The same tension exists in the architecture of human minds. Indeed, people too can both think and act … we have a word for the transition humans make between thought and action: “decision”.

This is something I found quite novel. Thinking doesn’t respect the flow of time at all. But action is constrained entirely by it. So we are faced with an (apparent ?) cartesian-like duality of thought and action, and we have to choose how to deal with it.

So the result is either that the primitives for action amount to always doing everything whenever one thinks about doing it, or that the story about thinking offers no primitives for action at all.

So either thoughts are constrained in a way to make actions predictable, or else “bridges” between these two worlds of thought and action are needed. Again, the propagator paradigm can step in and resolve this.

We can have three worlds, of thoughts, actions and decisions, each being some sort of propagator.
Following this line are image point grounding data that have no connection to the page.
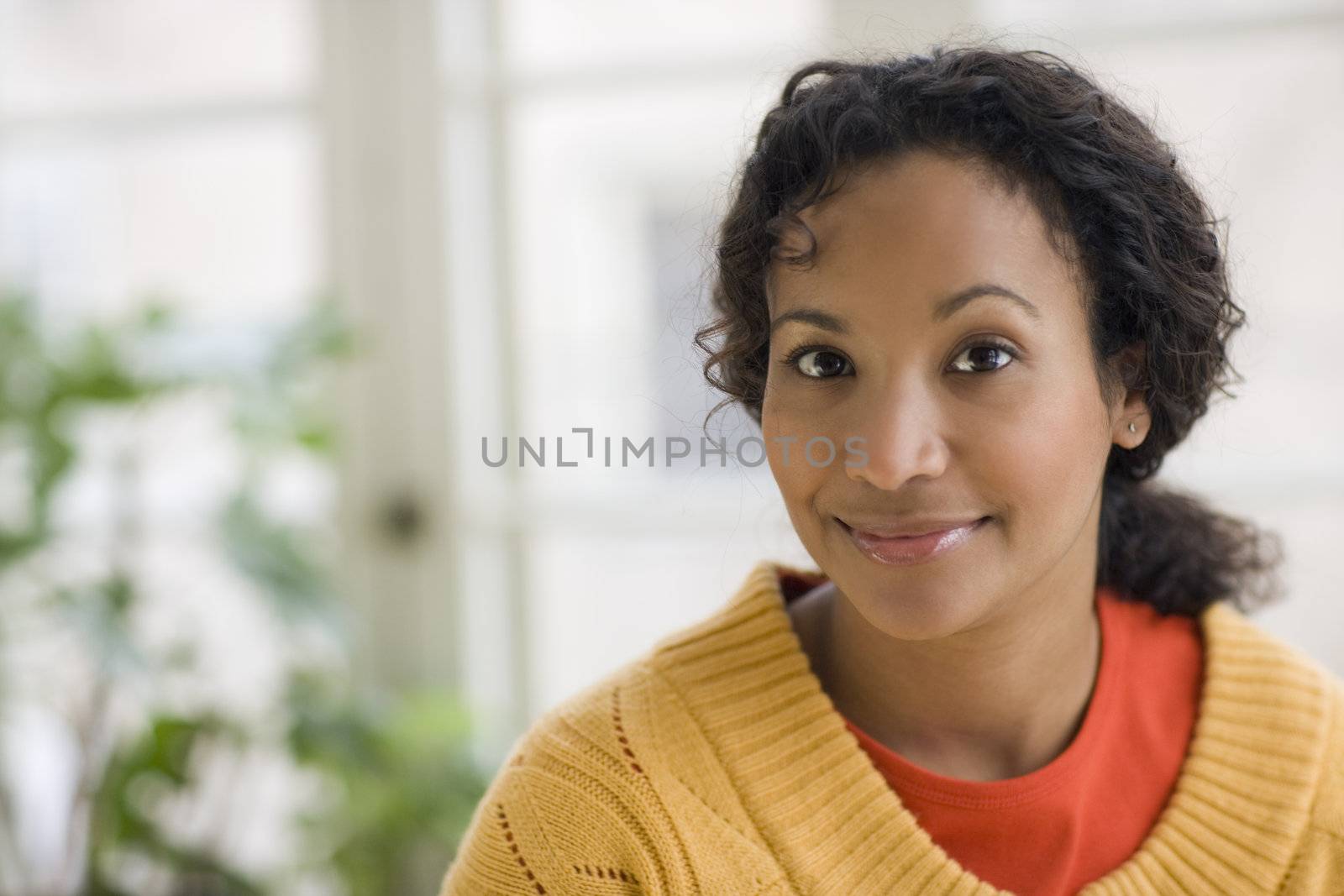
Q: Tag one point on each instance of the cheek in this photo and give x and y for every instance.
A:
(1045, 456)
(785, 436)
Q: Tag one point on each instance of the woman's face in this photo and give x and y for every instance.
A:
(956, 402)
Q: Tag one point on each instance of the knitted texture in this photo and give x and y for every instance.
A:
(717, 765)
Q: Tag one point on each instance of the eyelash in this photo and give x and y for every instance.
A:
(796, 355)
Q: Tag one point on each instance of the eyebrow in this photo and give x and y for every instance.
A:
(941, 312)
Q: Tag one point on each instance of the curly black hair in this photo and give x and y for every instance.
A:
(1113, 195)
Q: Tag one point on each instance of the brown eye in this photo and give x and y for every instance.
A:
(819, 363)
(983, 358)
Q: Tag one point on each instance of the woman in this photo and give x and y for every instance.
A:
(1019, 667)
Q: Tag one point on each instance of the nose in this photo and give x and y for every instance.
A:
(900, 436)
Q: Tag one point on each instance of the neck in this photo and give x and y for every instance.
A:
(995, 701)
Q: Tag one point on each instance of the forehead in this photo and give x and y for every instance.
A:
(921, 224)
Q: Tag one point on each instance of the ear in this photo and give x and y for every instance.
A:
(1131, 365)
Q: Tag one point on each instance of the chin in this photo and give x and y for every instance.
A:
(905, 605)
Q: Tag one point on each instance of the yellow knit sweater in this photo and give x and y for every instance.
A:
(717, 765)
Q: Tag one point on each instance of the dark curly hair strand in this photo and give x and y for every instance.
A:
(1116, 203)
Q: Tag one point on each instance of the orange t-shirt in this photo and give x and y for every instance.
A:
(1053, 831)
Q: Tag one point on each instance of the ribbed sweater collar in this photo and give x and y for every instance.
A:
(1240, 806)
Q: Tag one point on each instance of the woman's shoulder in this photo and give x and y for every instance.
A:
(612, 783)
(1270, 683)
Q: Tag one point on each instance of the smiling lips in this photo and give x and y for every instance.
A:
(929, 540)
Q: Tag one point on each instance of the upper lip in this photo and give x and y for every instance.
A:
(907, 527)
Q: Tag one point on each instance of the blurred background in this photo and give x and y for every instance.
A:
(273, 269)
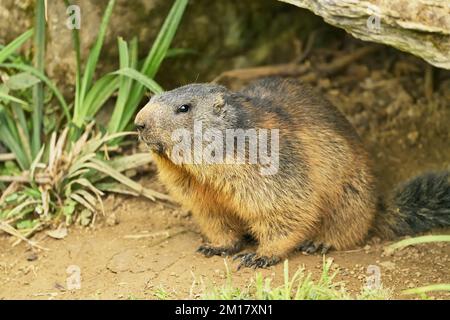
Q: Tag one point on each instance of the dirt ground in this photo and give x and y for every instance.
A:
(153, 247)
(401, 109)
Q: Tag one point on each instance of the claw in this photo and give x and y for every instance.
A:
(311, 247)
(210, 251)
(252, 260)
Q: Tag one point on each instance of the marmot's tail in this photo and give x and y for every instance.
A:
(421, 204)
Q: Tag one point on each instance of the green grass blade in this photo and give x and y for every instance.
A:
(124, 87)
(22, 129)
(38, 90)
(11, 140)
(15, 44)
(164, 39)
(91, 64)
(149, 83)
(46, 80)
(8, 97)
(77, 48)
(99, 93)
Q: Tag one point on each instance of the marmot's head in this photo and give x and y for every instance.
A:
(181, 109)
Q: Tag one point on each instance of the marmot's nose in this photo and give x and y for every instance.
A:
(140, 121)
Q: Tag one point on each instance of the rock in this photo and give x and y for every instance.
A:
(216, 31)
(420, 27)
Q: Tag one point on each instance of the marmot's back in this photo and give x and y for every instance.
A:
(322, 195)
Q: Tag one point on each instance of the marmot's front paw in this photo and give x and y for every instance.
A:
(252, 260)
(209, 251)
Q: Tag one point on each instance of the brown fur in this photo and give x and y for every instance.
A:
(323, 191)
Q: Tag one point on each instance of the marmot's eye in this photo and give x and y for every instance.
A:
(183, 108)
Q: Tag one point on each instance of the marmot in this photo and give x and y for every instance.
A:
(323, 194)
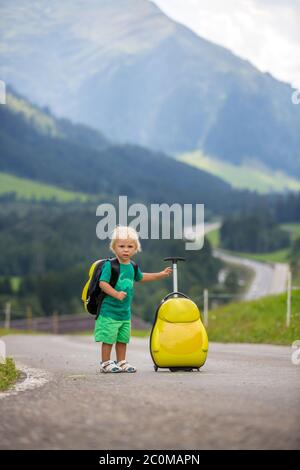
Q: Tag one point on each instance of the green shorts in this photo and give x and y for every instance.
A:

To put it more concretely,

… when a network has many fan ins and cycles, and operates on interesting partial information structures, propagators can run in a chaotic order, and be run many times, and let the merging of the partial information ensure that they produce a coherent result at the end; this is thought.
… when a network is acyclic and the “partial” information structure is the all-or-nothing structure, then propagation mimics conventional evaluation, and the order of events is perfectly predictable; this is action
… propagators that will accept partial inputs, that can perhaps be refined with the passage of time, and will take upon themselves the responsibility of picking a moment, making a choice, and committing to an all-or-nothing answer; this is decision

That’s it! Read it once, read it twice, I can guarantee you that you won’t think about the computation the same way again!